Type	Interoperable? (Yes/No/Alternative)	Value
ART_drugs_current	No	TDF/3TC/EFV
ART_duration_at baseline_months		29
ART_start_date		2015-04-08
ART_status_at_baseline		ART
CD4_count(cells/ul)		473
CD8_count(cells/ul)		1155
Co-trimoxazole duration (mths)		24
External Id		SAMD00244427
HIV_risk_exposure	No	Heterosexual
INSDC center name		AIDS Research Center, National Institute of Infectious Diseases
INSDC first public		2021-03-26T00:00:00Z
INSDC last update		2024-01-14T05:42:57.197Z
INSDC secondary accession		DRS176868
INSDC status		live
Marital_status		Single
NCBI submission model		MIMARKS.survey.human-gut
NCBI submission package		MIMARKS.survey.human-gut.6.0
SRA accession		DRS176868
Viral_load (copies/ml)		15746
age		host age: 23
collection date		2017-09-13
description		Keywords: GSC:MIxS;MIMARKS:6.0
education		Secondary school
env_broad_scale		human gut
env_local_scale		human gut environment
env_medium		fecal material
geo loc name		Ghana:Koforidua
host		Homo sapiens
host_disease_stat		HIV-1 positive
log VL		4.197170247
occupation		Hair dresser
organism		human gut metagenome
project name		Dysbiotic fecal microbiome in HIV-1 infected individuals in Ghana
sample name		5P
sex		female
title		16s rDNA sequence from fecal sample of HIV-1 infected female from Koforidua, Ghana, sample ID HG-P-006-KO

Questions#

Go to ENA Checklists. How many checklists are currently available?

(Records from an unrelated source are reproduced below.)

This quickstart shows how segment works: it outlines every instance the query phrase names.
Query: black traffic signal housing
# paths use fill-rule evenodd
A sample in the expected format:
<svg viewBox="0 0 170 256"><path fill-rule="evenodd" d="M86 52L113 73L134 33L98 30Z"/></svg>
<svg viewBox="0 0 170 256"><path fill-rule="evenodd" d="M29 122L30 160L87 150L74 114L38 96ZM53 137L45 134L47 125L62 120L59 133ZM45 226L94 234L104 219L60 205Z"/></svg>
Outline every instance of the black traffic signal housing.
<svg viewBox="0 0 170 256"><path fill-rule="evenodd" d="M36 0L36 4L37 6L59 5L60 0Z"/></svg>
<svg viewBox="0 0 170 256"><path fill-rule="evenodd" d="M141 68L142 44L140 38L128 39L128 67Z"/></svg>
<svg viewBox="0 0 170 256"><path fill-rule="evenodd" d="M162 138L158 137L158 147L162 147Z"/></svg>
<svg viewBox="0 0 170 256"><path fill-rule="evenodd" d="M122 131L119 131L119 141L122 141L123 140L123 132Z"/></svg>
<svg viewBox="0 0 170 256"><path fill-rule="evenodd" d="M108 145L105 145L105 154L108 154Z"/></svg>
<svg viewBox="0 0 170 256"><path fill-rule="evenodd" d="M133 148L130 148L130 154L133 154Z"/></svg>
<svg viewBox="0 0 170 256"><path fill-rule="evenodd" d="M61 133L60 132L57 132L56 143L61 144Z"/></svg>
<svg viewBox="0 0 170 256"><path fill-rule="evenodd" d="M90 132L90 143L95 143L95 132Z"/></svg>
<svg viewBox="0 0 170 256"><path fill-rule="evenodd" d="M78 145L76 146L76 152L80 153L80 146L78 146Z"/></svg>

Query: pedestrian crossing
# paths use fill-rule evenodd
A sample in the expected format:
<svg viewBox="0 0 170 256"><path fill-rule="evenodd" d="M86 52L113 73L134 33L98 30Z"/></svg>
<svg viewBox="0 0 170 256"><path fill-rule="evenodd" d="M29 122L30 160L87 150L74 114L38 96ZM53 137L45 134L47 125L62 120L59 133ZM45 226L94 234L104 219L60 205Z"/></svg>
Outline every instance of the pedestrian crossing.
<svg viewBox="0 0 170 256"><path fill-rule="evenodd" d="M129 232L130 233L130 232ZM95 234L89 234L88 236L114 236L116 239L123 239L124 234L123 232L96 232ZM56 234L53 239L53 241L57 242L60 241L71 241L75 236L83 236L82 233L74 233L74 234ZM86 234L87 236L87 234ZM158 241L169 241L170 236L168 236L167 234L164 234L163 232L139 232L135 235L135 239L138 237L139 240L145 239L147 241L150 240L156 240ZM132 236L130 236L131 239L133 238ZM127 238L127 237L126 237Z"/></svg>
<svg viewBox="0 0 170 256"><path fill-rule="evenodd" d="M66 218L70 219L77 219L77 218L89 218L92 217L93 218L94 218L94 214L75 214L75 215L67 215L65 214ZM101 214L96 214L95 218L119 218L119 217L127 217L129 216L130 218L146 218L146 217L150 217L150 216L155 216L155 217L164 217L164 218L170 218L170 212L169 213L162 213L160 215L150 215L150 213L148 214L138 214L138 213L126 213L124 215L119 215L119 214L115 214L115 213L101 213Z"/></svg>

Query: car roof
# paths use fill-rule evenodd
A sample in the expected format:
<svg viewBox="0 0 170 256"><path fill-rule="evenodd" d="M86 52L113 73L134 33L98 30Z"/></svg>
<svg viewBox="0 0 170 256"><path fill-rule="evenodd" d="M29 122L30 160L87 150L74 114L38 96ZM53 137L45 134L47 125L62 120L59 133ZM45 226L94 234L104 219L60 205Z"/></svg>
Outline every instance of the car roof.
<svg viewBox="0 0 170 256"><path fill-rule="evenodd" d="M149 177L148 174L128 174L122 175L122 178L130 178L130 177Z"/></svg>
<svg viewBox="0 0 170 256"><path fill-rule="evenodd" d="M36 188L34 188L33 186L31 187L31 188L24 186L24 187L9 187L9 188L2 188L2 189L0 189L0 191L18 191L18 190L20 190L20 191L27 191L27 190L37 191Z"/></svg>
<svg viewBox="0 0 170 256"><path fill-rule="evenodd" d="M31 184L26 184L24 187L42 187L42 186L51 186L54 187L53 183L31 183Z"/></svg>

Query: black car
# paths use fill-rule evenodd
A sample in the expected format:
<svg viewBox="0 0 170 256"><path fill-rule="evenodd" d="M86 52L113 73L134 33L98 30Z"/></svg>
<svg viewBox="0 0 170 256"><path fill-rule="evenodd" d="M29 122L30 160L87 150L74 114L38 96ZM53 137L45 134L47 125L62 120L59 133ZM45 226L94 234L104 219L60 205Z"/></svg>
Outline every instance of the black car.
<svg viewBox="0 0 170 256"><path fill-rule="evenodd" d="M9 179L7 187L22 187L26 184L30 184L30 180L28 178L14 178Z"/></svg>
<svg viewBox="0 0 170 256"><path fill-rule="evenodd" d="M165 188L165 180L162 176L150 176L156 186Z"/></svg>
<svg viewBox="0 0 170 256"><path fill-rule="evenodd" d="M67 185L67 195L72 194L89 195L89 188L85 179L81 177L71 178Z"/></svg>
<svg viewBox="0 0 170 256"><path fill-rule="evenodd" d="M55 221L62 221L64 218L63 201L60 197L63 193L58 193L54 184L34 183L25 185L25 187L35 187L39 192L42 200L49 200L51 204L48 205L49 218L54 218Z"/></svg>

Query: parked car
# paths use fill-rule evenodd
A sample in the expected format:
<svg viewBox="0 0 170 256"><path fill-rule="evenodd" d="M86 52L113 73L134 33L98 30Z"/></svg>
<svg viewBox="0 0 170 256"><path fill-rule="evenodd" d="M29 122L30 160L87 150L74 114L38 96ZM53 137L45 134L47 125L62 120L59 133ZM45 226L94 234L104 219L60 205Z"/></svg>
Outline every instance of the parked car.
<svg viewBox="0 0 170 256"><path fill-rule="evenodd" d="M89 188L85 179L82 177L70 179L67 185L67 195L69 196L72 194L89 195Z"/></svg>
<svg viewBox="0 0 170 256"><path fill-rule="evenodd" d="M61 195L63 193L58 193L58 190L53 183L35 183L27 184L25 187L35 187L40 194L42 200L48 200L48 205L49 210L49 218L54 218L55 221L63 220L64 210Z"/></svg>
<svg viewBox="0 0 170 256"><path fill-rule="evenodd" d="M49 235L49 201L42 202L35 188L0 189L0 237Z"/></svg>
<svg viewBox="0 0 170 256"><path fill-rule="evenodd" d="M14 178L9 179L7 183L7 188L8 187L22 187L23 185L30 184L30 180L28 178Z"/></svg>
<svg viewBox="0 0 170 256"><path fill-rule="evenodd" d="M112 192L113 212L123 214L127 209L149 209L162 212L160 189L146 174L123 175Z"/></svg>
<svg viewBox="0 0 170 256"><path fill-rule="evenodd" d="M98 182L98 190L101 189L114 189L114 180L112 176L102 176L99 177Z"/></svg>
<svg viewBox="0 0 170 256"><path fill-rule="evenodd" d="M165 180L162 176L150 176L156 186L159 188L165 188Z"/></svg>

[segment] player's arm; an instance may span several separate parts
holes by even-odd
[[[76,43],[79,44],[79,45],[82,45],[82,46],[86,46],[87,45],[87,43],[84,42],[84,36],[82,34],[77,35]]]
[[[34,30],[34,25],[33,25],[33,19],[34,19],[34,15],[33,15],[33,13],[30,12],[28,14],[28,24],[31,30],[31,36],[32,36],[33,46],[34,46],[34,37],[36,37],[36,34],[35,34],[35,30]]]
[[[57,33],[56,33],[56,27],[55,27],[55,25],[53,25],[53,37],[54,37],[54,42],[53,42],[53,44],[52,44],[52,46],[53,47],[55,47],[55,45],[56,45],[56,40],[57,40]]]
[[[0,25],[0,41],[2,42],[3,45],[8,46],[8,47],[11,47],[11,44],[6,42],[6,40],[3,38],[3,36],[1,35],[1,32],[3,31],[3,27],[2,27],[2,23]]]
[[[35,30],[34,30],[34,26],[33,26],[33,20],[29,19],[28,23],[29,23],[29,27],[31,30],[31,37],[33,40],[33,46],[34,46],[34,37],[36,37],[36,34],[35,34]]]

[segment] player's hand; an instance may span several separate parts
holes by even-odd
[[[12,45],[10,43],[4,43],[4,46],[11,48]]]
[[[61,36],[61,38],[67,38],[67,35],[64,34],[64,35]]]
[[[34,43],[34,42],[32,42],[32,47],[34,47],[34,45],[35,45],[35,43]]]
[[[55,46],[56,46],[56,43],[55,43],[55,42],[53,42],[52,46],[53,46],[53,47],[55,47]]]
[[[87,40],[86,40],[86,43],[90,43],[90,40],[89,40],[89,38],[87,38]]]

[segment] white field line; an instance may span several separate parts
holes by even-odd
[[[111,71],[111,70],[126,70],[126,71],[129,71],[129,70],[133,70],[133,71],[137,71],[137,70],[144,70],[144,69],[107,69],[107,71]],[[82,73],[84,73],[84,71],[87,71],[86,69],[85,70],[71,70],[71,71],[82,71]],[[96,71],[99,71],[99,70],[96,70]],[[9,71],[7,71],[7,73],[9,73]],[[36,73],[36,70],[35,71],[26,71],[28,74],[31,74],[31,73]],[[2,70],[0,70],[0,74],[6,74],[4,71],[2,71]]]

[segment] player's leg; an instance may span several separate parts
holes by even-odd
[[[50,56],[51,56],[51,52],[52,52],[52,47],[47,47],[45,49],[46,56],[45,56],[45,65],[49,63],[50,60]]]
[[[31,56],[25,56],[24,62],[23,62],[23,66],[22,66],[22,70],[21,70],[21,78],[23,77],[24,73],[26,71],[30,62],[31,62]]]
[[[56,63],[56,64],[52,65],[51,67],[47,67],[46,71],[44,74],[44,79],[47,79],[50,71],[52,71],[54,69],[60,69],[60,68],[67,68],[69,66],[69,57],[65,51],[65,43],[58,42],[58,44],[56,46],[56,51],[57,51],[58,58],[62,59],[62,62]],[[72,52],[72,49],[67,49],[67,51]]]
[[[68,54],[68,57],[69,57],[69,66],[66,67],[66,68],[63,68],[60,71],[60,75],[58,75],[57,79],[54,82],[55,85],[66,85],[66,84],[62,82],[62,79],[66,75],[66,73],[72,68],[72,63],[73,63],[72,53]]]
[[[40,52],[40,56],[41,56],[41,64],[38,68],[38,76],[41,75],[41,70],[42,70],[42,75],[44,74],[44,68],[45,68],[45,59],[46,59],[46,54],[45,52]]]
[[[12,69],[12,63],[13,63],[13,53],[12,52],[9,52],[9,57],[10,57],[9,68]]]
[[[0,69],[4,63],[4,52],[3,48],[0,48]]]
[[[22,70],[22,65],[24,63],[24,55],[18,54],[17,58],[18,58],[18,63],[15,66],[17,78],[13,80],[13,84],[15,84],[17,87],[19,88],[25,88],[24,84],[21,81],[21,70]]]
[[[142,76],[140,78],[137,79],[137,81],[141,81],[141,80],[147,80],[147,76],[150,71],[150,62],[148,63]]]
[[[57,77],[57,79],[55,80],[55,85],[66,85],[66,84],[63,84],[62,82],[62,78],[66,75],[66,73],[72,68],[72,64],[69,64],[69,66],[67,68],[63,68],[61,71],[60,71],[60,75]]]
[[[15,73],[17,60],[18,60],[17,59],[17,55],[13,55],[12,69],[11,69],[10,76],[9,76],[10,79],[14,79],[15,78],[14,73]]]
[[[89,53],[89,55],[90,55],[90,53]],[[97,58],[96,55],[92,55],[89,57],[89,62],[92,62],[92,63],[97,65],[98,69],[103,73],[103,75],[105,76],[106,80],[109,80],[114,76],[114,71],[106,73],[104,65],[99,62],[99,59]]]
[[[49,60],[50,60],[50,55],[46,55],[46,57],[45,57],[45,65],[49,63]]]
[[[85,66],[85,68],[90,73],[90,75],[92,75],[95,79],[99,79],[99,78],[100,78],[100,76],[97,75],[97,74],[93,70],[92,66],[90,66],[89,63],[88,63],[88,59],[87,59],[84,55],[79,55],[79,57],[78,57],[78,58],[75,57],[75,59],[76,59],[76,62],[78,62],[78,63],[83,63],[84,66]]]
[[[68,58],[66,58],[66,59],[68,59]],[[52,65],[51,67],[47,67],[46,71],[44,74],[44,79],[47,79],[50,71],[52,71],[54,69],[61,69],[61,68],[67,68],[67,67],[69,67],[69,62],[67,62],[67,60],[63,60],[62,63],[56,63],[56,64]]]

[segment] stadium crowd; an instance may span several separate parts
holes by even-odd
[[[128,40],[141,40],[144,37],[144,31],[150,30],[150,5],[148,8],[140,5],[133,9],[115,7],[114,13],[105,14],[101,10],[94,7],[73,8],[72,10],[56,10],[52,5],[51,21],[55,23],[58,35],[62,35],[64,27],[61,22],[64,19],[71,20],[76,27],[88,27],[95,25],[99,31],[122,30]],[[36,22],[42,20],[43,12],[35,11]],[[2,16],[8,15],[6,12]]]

Using the ENA checklists, select the appropriate minimal information model (human gut: ERC000015). Check the interoperability of the currently used Attributes (Column 1) and replace with the interoperable version when available.
FAIR should go hand in hand with privacy regulations. Which of these (or combination of) Attributes would be invading the privacy of the tested persons?
Trying to build on existing domain-specific principles and workflows on the one hand, while trying to get to a maximum level of cross-domain interoperability on the other are competing goals. Which of the Attributes are domain specific? Hint: cross-check with the ENA default checklist -> ERC000011 (ENA Browser ERC000011).
Which attributes are too specific – not important for data reuse?
Which attributes would be essential for data reuse?